Come all ye honest plowmen, Old England's fate you hold! - Old Song 

Preparing Soil For Planting 

In spite of the teachings of the no-digging and no-plowing school of husbandmen, people still go on digging and plowing, as they have done ever since Neolithic times, and my guess is that they will go on digging and plowing as long as men live on this earth. For there is really no other way of effectively growing arable crops - at least, without the impracticable use of enormous quantities of compost.

Cobbett says, in Cottage Economy: 'As to the act of making bread, it would be shocking indeed if that had to be taught by means of books.' I would like to paraphrase that: 'as to the act of digging'. The only thing I will say about it, realizing that the flight from the cities is likely to include people who have practically never seen a spade, is that you should nearly always dig a trench when you begin preparing soil for planting: that is, remove one spit of soil (a spit is the wedge of soil cut by the spade) out in a furrow right across your piece of ground and dump it, then turn the next row of spits upside down into the furrow you have left. Thus you always have an open furrow in front of you to invert your spits into. When you come to the end of your piece you should, in theory at least, load the first lot of spits you dug out and dumped into a wheelbarrow and cart them back to fill up the empty furrow that has been left at the end.

One other way to till the soil  is to split your work down the middle and dig from alternate ends. You can then throw the first spit of each long narrow strip into the last furrow of the other. It is often admissible, however, to dig by inverting the spits in situ and not 'digging to a trench' when you are digging land over for the second time, or just loosening the soil around soft fruit bushes, or digging with a fork.

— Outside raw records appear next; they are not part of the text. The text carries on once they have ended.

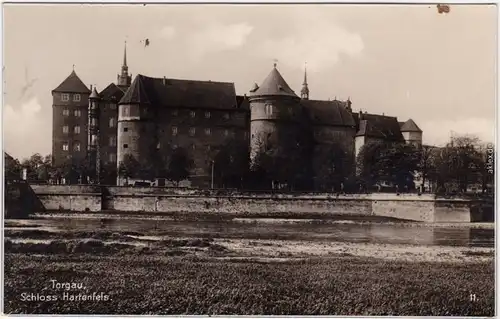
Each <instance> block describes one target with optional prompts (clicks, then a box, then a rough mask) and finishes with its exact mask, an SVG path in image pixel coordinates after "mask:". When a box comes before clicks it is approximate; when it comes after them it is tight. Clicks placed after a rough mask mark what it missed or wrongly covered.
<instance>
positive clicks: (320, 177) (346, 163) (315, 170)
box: [314, 143, 352, 191]
mask: <svg viewBox="0 0 500 319" xmlns="http://www.w3.org/2000/svg"><path fill="white" fill-rule="evenodd" d="M316 147H317V150H316V152H315V155H314V160H315V161H314V168H315V177H314V178H315V184H316V188H317V189H320V190H325V191H331V190H332V189H337V190H340V189H341V185H344V183H345V182H346V179H347V178H348V177H349V176H350V174H351V173H352V156H350V154H349V153H348V152H347V151H346V150H345V149H344V148H343V147H342V145H340V144H338V143H334V144H330V145H317V146H316Z"/></svg>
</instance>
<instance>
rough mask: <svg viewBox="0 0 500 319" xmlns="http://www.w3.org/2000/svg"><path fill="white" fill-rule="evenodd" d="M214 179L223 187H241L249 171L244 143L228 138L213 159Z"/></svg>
mask: <svg viewBox="0 0 500 319" xmlns="http://www.w3.org/2000/svg"><path fill="white" fill-rule="evenodd" d="M213 161H214V162H213V165H214V179H215V180H216V181H217V184H219V185H222V186H225V187H242V186H243V182H244V180H246V178H247V176H248V172H249V152H248V145H247V144H246V143H241V142H238V141H237V140H234V139H233V140H230V141H228V142H227V143H226V144H224V145H223V146H222V147H221V148H220V149H219V150H218V152H217V154H216V155H215V157H214V160H213Z"/></svg>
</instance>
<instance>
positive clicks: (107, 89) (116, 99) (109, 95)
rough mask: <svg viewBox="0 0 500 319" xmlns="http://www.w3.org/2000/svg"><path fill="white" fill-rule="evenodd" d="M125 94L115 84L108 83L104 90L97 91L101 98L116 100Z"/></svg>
mask: <svg viewBox="0 0 500 319" xmlns="http://www.w3.org/2000/svg"><path fill="white" fill-rule="evenodd" d="M124 95H125V92H124V91H123V90H122V89H121V88H120V87H119V86H117V85H116V84H114V83H110V84H109V85H108V86H107V87H106V88H105V89H104V90H102V91H101V93H99V96H100V97H101V100H103V101H113V102H118V101H120V100H121V98H122V97H123V96H124Z"/></svg>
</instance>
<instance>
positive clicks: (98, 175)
mask: <svg viewBox="0 0 500 319" xmlns="http://www.w3.org/2000/svg"><path fill="white" fill-rule="evenodd" d="M99 100H100V97H99V94H98V93H97V90H96V88H95V86H94V89H93V90H92V93H91V94H90V96H89V114H88V126H87V127H88V131H87V135H88V141H87V145H88V149H87V150H88V152H87V156H88V159H89V162H90V164H91V165H92V167H95V181H96V182H97V184H99V181H100V172H101V152H100V145H99V113H100V112H99Z"/></svg>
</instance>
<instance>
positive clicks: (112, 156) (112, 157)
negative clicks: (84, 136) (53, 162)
mask: <svg viewBox="0 0 500 319" xmlns="http://www.w3.org/2000/svg"><path fill="white" fill-rule="evenodd" d="M114 146H116V141H115V145H114ZM62 148H63V151H69V143H68V142H64V143H63V145H62ZM81 149H82V145H81V143H80V142H74V143H73V151H75V152H80V151H81ZM109 161H110V162H115V163H116V154H115V153H110V154H109Z"/></svg>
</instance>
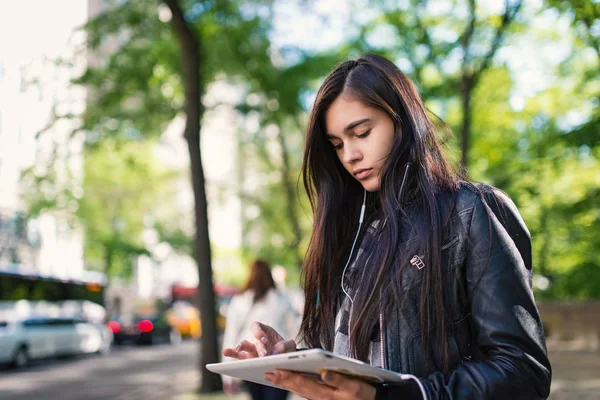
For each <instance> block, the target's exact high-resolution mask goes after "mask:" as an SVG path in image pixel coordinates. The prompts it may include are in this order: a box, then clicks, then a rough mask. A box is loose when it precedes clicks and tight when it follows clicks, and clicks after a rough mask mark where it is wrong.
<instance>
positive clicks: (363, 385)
mask: <svg viewBox="0 0 600 400" xmlns="http://www.w3.org/2000/svg"><path fill="white" fill-rule="evenodd" d="M265 379H266V380H268V381H269V382H271V383H273V384H275V385H277V386H279V387H281V388H283V389H286V390H289V391H291V392H294V393H296V394H298V395H299V396H300V397H304V398H306V399H335V400H345V399H364V400H373V399H375V394H376V390H375V387H374V386H372V385H369V384H368V383H365V382H362V381H359V380H356V379H350V378H347V377H345V376H344V375H341V374H337V373H335V372H331V371H323V373H321V380H322V381H323V382H325V385H323V384H321V383H319V382H316V381H315V380H313V379H310V378H307V377H305V376H304V375H301V374H298V373H295V372H290V371H285V370H280V369H276V370H275V371H273V372H267V373H266V374H265Z"/></svg>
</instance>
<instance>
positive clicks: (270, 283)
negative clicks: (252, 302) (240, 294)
mask: <svg viewBox="0 0 600 400" xmlns="http://www.w3.org/2000/svg"><path fill="white" fill-rule="evenodd" d="M272 288H275V281H274V280H273V275H271V266H270V265H269V263H268V262H266V261H265V260H256V261H254V262H253V263H252V264H251V265H250V276H249V277H248V281H247V282H246V286H245V287H244V290H243V291H244V292H245V291H246V290H252V291H254V300H253V303H256V302H258V301H260V300H261V299H262V298H263V297H265V295H266V294H267V292H268V291H269V290H270V289H272Z"/></svg>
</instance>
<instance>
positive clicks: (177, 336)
mask: <svg viewBox="0 0 600 400" xmlns="http://www.w3.org/2000/svg"><path fill="white" fill-rule="evenodd" d="M169 343H171V344H179V343H181V334H180V333H179V332H177V331H176V330H175V329H171V331H170V332H169Z"/></svg>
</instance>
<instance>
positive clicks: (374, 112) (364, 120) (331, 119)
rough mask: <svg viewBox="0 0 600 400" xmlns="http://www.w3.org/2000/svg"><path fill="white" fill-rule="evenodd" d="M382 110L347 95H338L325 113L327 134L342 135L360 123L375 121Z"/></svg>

But the serious self-supporter is likely to be more interested in growing food than in such counsels of perfection. But, in my experience at any rate, the more you dig the better, and it is better to dig badly than not dig at all.

If we wish to grow food on a larger scale, then there are three things we can do effectively. One is to buy an agricultural tractor for plowing fields. The other is go in for one of those little garden cultivators: either a rotovator or a mini-plow. The third is to plow by horse.